Advice to the young at heart

In the fifteen years since I left the Beeb I've employed & supervised a dozen engineers and a couple of runners/work experience types. Some of them have blown me away with how keen they are and other have totally underwhelmed me with their eagerness! If I had any advice then it would fall into a few categories

  • Timekeeping - the difference between being a few minutes early and a bit late equates to maybe ten minutes extra in bed but from your supervisor's point of view it is a world of difference. Are you serious about what you do or are you just showing up so that you get your pay cheque? The Micawber principle applies. Also - the people who I've known who are easy about their timekeeping at the start of the working day tend to be sticklers come the end of it.
  • Are you aiming to give your best or merely doing as little as you can get away with? I know modern employment law encourages the latter - all this business of verbal and then several written warnings means that lazy people can gauge where the bar is and then stay just above it. The irony is that people who set out to impress the boss with how hard they work invariably enjoy their labour more and the day flies by.
  • Do you try and better yourself during the quiet periods - if you're an engineer then no doubt there are areas where you know little and knowing more would make you a better, more rounded individual. In my line (broadcast engineering) I've known lots of people who do what they do and nothing else - vision engineers who never stray into the workshop to do some equipment maintenance, Avid support engineers who never take an interest in systems design etc. If you call yourself a television engineer then you should (as a matter of course) be able to (or at least aiming yourself towards) rack a studio camera, build and configure an Avid/FCP workstation from scratch, re-head and align a VTR, calibrate a grade-1 monitor and configure a variety of internet routers and firewalls. Specialisation is for insects.

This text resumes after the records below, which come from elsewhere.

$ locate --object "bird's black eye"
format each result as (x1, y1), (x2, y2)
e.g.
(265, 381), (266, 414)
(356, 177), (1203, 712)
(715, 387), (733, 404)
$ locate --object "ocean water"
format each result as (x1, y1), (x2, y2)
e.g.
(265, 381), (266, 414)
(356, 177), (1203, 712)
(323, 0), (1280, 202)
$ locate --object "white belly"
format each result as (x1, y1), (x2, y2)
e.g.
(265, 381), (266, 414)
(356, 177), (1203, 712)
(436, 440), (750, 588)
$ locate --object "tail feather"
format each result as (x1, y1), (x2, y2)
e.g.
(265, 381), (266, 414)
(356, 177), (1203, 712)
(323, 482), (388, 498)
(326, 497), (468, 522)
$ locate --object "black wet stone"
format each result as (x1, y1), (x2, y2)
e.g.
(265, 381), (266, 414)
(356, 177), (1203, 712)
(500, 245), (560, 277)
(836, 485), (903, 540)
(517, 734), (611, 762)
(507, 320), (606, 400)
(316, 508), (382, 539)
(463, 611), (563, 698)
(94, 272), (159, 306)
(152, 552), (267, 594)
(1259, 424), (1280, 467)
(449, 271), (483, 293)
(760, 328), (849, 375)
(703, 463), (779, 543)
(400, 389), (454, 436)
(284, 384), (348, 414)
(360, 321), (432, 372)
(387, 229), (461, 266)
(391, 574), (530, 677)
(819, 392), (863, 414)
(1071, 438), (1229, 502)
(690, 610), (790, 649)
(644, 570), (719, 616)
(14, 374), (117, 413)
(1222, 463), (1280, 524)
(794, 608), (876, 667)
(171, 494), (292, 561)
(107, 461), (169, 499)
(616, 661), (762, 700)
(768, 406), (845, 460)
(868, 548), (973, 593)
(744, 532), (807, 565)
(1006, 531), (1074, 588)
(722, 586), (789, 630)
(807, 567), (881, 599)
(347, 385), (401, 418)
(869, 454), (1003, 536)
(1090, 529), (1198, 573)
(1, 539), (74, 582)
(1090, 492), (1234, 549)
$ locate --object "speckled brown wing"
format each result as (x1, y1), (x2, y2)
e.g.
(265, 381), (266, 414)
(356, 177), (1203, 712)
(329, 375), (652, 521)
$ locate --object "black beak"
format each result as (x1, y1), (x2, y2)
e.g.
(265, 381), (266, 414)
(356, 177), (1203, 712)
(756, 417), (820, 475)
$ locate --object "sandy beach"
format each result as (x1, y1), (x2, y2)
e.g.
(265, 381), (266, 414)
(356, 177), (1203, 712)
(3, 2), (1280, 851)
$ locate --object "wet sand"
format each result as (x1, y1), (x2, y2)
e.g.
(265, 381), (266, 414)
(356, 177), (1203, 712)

  • Take your employer's IT seriously - I knew one engineer who religiously backed-up his pr0n and illegal MP3 collection but never bothered with his work - when his laptop's drive died we lost a load of customer data, but at least the filth and music was safe! After all - someone else is paying for the computer and bandwidth and if you're doing more personal stuff on work time than actual work then something is wrong. Also - if you're serious get to know all three modern OSes - knowing Linux as well as the MacOS and Windows inside out can only make you better at IT in general. Those engineers I know who have bothered to move out of their Windows comfort zone are all the better for it.
  • Spread all you learn around - trying to cultivate a guru status makes no sense - do you really want to be the only engineer who gets the call at three AM?!
  • Take electrical, chemical and mechanical safety very seriously. If you're responsible for PAT testing a system do it twice. If you can test something both by measuring it and then using the system it's intended for then do it - nobody likes to have to return to a system that should have been left working.
  • Finally - don't view anything as being beneath you - if something needs doing and you can then you'll be all the better for getting it done. Have you got a couple of hours to kill and the workshop needs sweeping - I do it.